ですから大人に「0で割ってはいけない」と言われてしまうと子供はそれを大人が(主観的に)決めたことなのだと勘違いする恐れがあります。数学は善悪(主観的)ではないので「いけない」という表現が不自然なのです。

●0で割るわり算
aが0以外の場合は、a÷0は存在しない。
aが0の場合は、a÷0は無数に存在する。
したがって、わり算a÷0は定義されない。

このように答えを返してくる電卓があってもいいと思います。60÷0には「存在しません」、0÷0には「すべての数」と返してくる電卓アプリです。

ちなみに、Linux系OSであるUbuntuのアプリ「電卓」では「ゼロ除算は未定義です」と表示されます。これまでに見た電卓の中で最も正確な表現です。

「定義される・されない計算」を考えるきっかけになる

桜井進『人生は数学でできている 恋愛、戦争、うわさ……すべてが解ける!』(中公新書ラクレ)
桜井進『人生は数学でできている 恋愛、戦争、うわさ……すべてが解ける!』(中公新書ラクレ)

ところで分数の四則のルールはほかの計算とくらべて独特です。

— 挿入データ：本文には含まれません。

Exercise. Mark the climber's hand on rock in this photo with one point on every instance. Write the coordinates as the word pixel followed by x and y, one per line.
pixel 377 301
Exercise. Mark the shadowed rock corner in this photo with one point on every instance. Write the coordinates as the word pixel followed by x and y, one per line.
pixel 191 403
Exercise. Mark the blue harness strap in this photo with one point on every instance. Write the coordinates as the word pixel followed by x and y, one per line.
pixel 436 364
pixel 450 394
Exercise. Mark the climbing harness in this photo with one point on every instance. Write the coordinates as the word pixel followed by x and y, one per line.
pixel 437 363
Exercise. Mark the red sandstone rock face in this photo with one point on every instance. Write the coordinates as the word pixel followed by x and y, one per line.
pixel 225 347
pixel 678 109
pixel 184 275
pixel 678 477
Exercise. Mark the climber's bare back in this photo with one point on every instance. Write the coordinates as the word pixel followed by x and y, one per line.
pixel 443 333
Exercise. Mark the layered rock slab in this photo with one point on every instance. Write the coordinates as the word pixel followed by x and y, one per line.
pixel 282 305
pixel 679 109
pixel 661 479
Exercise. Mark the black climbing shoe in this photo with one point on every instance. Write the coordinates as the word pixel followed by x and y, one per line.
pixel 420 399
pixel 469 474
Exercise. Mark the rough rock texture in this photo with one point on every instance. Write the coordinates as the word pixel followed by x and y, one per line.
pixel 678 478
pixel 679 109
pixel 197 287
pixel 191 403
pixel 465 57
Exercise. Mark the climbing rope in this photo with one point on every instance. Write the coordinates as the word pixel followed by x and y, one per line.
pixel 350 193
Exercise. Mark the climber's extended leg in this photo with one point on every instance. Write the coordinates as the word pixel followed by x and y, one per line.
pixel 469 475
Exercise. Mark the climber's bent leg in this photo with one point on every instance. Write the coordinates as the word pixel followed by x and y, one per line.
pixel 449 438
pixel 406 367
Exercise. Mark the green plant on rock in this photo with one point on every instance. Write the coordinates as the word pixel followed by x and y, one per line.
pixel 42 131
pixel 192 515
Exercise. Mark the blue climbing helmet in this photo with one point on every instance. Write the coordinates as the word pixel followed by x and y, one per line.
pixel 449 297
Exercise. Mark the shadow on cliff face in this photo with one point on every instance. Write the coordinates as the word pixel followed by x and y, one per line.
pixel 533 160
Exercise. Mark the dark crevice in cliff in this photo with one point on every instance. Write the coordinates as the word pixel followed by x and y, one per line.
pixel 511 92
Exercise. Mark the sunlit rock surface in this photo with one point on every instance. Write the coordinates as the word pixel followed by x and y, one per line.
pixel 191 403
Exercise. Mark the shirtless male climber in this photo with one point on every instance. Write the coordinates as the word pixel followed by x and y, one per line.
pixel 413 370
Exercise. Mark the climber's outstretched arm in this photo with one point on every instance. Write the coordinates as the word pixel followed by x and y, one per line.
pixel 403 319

たし算とひき算は通分して分子同士のたし算・ひき算をするのに対して、かけ算・わり算は分子同士に加えて分母同士のかけ算をします。なぜそのように決まっているのでしょうか。それは定義される計算としてデザインされているからです。

「計算が定義されない」なんて教科書にはでてきません。それはそうです、小学校から高校までに習う計算のすべては「定義される計算」だけなのですから。わざわざ答えが1つに定まらない「定義されない計算」など学校では扱いません。結果として「定義できる計算」だけが教えられているということです。

だから安心して分数の計算ができます。本当はいちいち説明できるのですが、残念ながら学校でそこまでふみこむことは容易ではありません。高校数学でもそのことには触れられません。

ということで、0で割るわり算の問題は「定義される・されない計算」を考えるきっかけになるという意味で「いい質問だ!」といえるわけです。小学校で習う算数に「なぜ」「どうして」という疑問の眼差しを向けることで教科書には書かれていない風景に出会うことができます。